I with friend who glowing all around.
It dark everywhere but Gold Mister jump–
just like that–off table in air. “Hurry,”
he call me. “You not my only today.”

And we outside, where is car and Two-leg
mother. She cry water salt on box in arms
and other two-leg carry cage but it empty.
We watch her go away and I very sad
for I remember she have love me.

“You tell goodbye,” Gold Mister speak
and surprise me. “Where your barn is?”
Before I answer, we there. Stray tom stand
in loft where I like fight him. “No,”
Gold Mister tell me though I not talk this.
“His now. He need home; you have fine
other place. Not worry about him more.”

Tom my enemy once but I no problem
for him now. Farm dogs run, maybe smell
me. They stop in path and grin so I tell
what happen. Hope they figure out.
“You gone away?” young stupid one ask.
Grey-muzzle lick at shadow and understand.
“We meet soon,” I tell her. How I know?

Others not outdoors but we are in house
and not through window, either. “They
allow see you this one day,” Sun Cat
explain, so I say we miss each other.
I make sorry for not always be friendly.
I mean son-of-a-tabby sometimes.

Car in driveway and Gold Mister
show me strange thing. Two-leg mother
dig deep deep deep, toss earth stones roots
and put plastic bag at bottom. It have
paw press against, white like Sam foot.
Wet in there so she shovel throw sawdust too.
“That from pile beside window where I napping
in winter.” Gold Mister not speak. “Why I
leave her? Just young fellow; needed here, me.”

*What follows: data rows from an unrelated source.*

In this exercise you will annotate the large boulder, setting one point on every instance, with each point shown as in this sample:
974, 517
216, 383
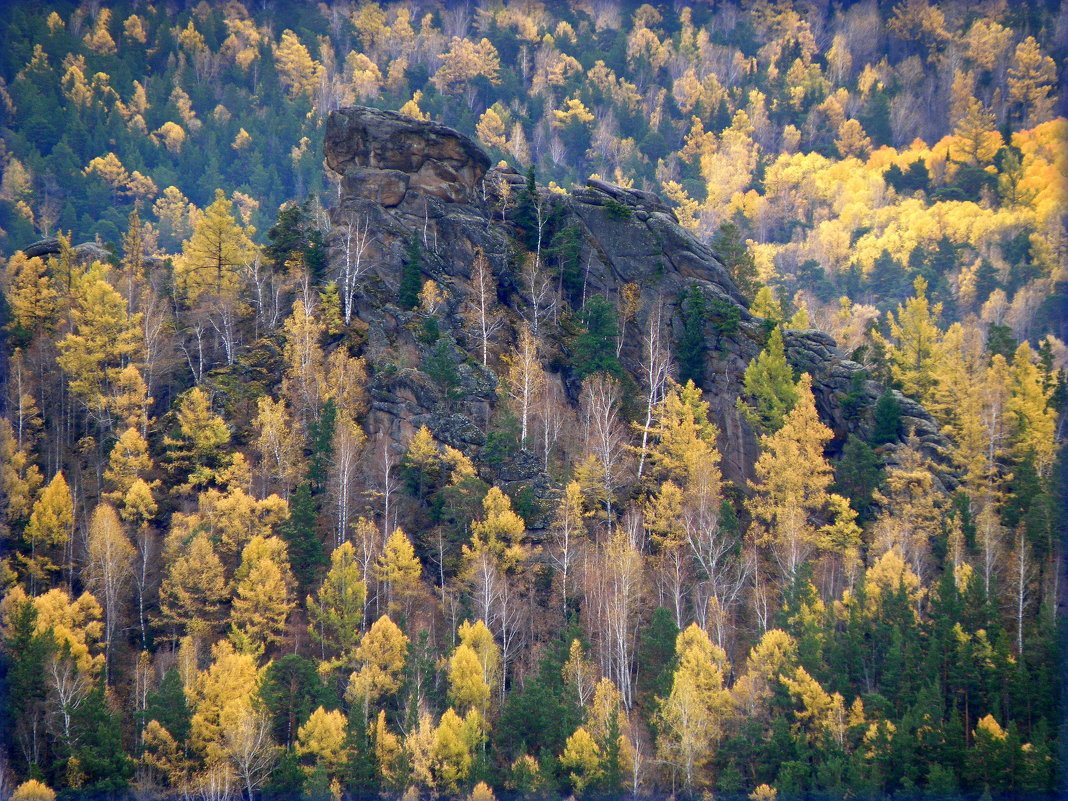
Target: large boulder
382, 156
410, 181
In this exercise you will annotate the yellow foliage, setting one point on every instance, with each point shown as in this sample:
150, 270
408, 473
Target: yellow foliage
381, 656
464, 61
411, 108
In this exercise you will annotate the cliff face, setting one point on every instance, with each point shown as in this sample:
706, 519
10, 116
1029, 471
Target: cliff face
403, 178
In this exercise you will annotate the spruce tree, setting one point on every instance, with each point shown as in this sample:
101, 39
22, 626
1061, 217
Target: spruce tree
301, 534
691, 348
769, 386
885, 420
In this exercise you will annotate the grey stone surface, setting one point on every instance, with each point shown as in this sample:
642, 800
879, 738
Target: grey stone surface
455, 207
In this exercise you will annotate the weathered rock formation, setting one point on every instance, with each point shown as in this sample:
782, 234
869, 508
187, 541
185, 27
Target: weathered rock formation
405, 178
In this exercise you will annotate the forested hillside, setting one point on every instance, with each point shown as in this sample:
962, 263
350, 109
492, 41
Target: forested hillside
684, 419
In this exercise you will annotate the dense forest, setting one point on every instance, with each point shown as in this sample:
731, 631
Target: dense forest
314, 487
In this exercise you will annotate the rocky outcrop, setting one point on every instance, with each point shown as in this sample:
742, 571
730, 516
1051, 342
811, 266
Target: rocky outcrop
383, 156
83, 252
404, 179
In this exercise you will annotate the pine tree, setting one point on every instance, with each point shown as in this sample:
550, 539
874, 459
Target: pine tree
769, 382
291, 689
213, 257
300, 532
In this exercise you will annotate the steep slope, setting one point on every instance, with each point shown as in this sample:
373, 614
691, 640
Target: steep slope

He spin bigger than fireball that fall
from summer. “Job done,” he roar. “You get
her ready for bigger sorrow.” I understand
what he mean. She have little mother-
woman who very sick. She lose me, learn
get strong. But hard not tell her I watching.
She never even hear meow or feel tail brush,
before snow cover not-me. “You visit back
one time,” is all what I allowed. Then he
tell me stare at sun, no see home anymore.

They aster flowers where we hunt today. Old
cat mama near, even Siamese friend find me.
Gold Mister teach me how go back,
be some new kitten when I finish learning.
But this good place and I happy Sam now.

 

(c) 2004 BJ Tate

first published in LilyLit Review 2004; Cleansing (Rising Tide Press) 2005 and Wingflash (Pink Petticoat Press) 2011

 

Three family cats who have joined Sam over the years:  Mini (top), Raven (bottom left), Gimli (bottom right – my daughter’s cat).
Sam’s photo is missing from my files. I suspect it was stored on a CD that later became unreadable.